The nurse came in to check out my condition. “Sir, it’s good that you’re finally awake. You’ve been lying there for almost a week. Exactly four days Sir.” – She said. I was shocked but I’m trying to be stoic. Four days? I turn a look on September and she nod. “Are you having a hard time Sir? We observed that your body is always tired and wounded that’s why you suffer a lot now.” The nurse asked and I couldn’t answer. “Where are your parents? Do you have someone to be here with you?” – She added.

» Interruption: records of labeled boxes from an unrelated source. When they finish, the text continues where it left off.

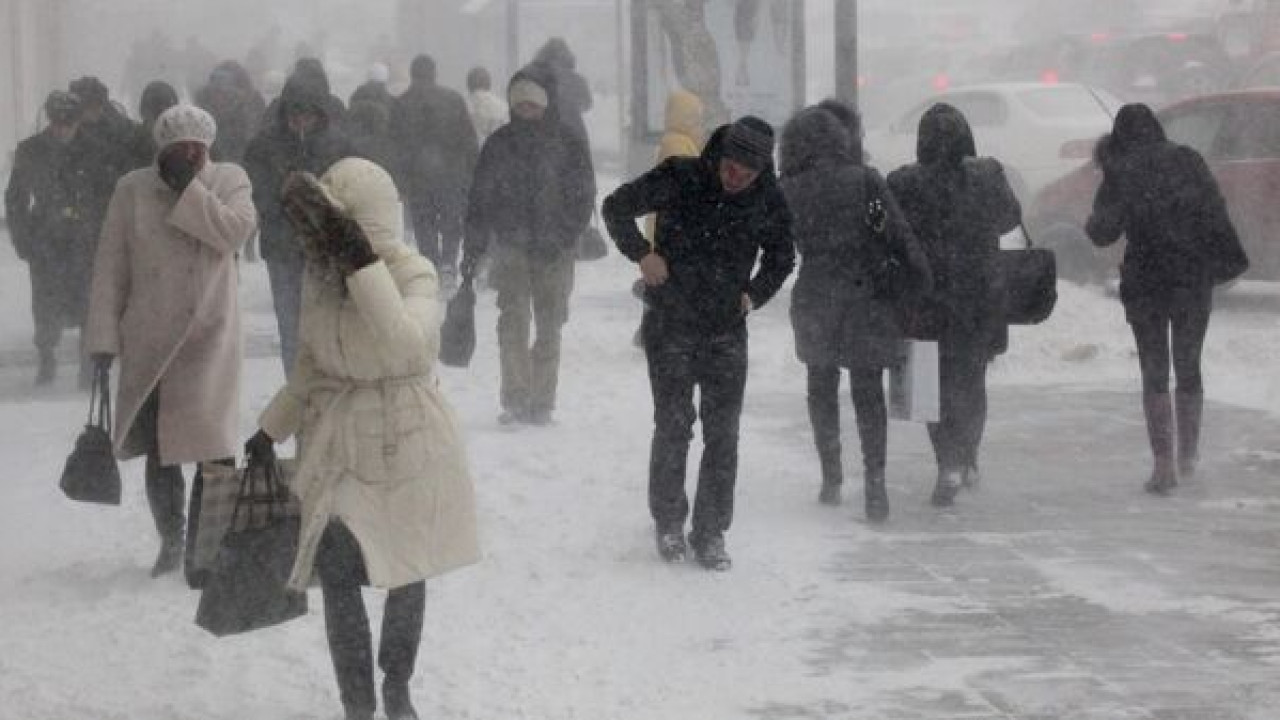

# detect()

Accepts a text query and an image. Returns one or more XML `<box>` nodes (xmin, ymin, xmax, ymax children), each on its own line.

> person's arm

<box><xmin>602</xmin><ymin>159</ymin><xmax>681</xmax><ymax>263</ymax></box>
<box><xmin>168</xmin><ymin>164</ymin><xmax>257</xmax><ymax>255</ymax></box>
<box><xmin>746</xmin><ymin>191</ymin><xmax>796</xmax><ymax>309</ymax></box>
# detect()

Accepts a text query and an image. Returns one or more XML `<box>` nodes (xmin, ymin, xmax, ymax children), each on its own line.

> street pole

<box><xmin>835</xmin><ymin>0</ymin><xmax>858</xmax><ymax>108</ymax></box>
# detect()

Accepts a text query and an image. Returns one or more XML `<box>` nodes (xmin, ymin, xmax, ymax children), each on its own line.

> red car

<box><xmin>1027</xmin><ymin>90</ymin><xmax>1280</xmax><ymax>282</ymax></box>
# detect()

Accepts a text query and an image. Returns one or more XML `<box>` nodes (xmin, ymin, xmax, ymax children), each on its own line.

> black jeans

<box><xmin>1128</xmin><ymin>287</ymin><xmax>1213</xmax><ymax>395</ymax></box>
<box><xmin>316</xmin><ymin>521</ymin><xmax>426</xmax><ymax>714</ymax></box>
<box><xmin>808</xmin><ymin>365</ymin><xmax>888</xmax><ymax>476</ymax></box>
<box><xmin>929</xmin><ymin>340</ymin><xmax>989</xmax><ymax>471</ymax></box>
<box><xmin>644</xmin><ymin>319</ymin><xmax>746</xmax><ymax>546</ymax></box>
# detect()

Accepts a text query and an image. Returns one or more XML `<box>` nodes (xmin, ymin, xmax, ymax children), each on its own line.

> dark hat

<box><xmin>70</xmin><ymin>76</ymin><xmax>110</xmax><ymax>102</ymax></box>
<box><xmin>724</xmin><ymin>115</ymin><xmax>773</xmax><ymax>170</ymax></box>
<box><xmin>45</xmin><ymin>90</ymin><xmax>81</xmax><ymax>123</ymax></box>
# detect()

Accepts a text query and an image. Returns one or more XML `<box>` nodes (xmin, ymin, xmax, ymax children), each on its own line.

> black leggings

<box><xmin>808</xmin><ymin>365</ymin><xmax>888</xmax><ymax>474</ymax></box>
<box><xmin>1129</xmin><ymin>292</ymin><xmax>1213</xmax><ymax>395</ymax></box>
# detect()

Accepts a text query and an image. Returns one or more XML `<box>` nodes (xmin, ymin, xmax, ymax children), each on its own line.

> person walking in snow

<box><xmin>244</xmin><ymin>158</ymin><xmax>480</xmax><ymax>720</ymax></box>
<box><xmin>888</xmin><ymin>102</ymin><xmax>1021</xmax><ymax>507</ymax></box>
<box><xmin>86</xmin><ymin>105</ymin><xmax>256</xmax><ymax>577</ymax></box>
<box><xmin>781</xmin><ymin>106</ymin><xmax>932</xmax><ymax>521</ymax></box>
<box><xmin>604</xmin><ymin>117</ymin><xmax>795</xmax><ymax>570</ymax></box>
<box><xmin>462</xmin><ymin>67</ymin><xmax>595</xmax><ymax>425</ymax></box>
<box><xmin>1085</xmin><ymin>104</ymin><xmax>1249</xmax><ymax>495</ymax></box>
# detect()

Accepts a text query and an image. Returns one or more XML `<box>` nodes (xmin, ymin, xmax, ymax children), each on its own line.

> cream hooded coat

<box><xmin>84</xmin><ymin>163</ymin><xmax>257</xmax><ymax>465</ymax></box>
<box><xmin>260</xmin><ymin>158</ymin><xmax>480</xmax><ymax>589</ymax></box>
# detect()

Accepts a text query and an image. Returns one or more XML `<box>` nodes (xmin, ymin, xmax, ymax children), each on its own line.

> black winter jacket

<box><xmin>603</xmin><ymin>126</ymin><xmax>795</xmax><ymax>334</ymax></box>
<box><xmin>1085</xmin><ymin>138</ymin><xmax>1248</xmax><ymax>310</ymax></box>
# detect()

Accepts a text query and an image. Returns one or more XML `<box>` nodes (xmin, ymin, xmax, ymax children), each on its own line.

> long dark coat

<box><xmin>781</xmin><ymin>110</ymin><xmax>928</xmax><ymax>368</ymax></box>
<box><xmin>888</xmin><ymin>104</ymin><xmax>1021</xmax><ymax>356</ymax></box>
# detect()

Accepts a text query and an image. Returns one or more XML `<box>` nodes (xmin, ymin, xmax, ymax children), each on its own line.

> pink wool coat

<box><xmin>86</xmin><ymin>163</ymin><xmax>257</xmax><ymax>465</ymax></box>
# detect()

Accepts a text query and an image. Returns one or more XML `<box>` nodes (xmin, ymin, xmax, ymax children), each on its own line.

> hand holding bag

<box><xmin>196</xmin><ymin>462</ymin><xmax>307</xmax><ymax>637</ymax></box>
<box><xmin>997</xmin><ymin>227</ymin><xmax>1057</xmax><ymax>325</ymax></box>
<box><xmin>440</xmin><ymin>275</ymin><xmax>476</xmax><ymax>368</ymax></box>
<box><xmin>59</xmin><ymin>366</ymin><xmax>120</xmax><ymax>505</ymax></box>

My parents? I don’t know where they are, I haven’t heard of them. Never in my wildest dreams have I ever seen my parents. Maybe because they really hate me or was it because I’m not special to them. Or maybe, because I was just a fruit of their mistakes. Tears fall abruptly on my face. I always wanted parents, someone who would take care of me and call me son. I ever dream of them when I was seven, picking me up from school… that’s what I always see in movies. But that’s not going to happen because they already left me. They threw my life away to grow up on that orphanage just to suffer from hunger and beatings. Thankfully I am now that I escaped. I only have myself now… and September.

“My friend is here with me.” I answered. “Pardon?” – The nurse asked curiously as if something is wrong. “I said my friend September is here with me.” – I respond pointing where September is seated. The nurse gives me a strange look. “Sir are you fully awake now?” She asked. I don’t know why she asked that but I’m a little bit confused. The nurse goes out of the room and said she’d call a doctor to look for me. I don’t know what’s wrong so I just sat there on the bed and turn my face to September.

After a while, the doctor came and asked me a whole lot of questions. He asked me everything about me… and September. There’s many thoughts forming on my mind while the doctor asked things which is I think not necessary for my well being. Why isn’t he asking me about what I feel, If I’m okay or not… He’s just asking about how I met September and how long we’d known each other. I’m getting more confused right now.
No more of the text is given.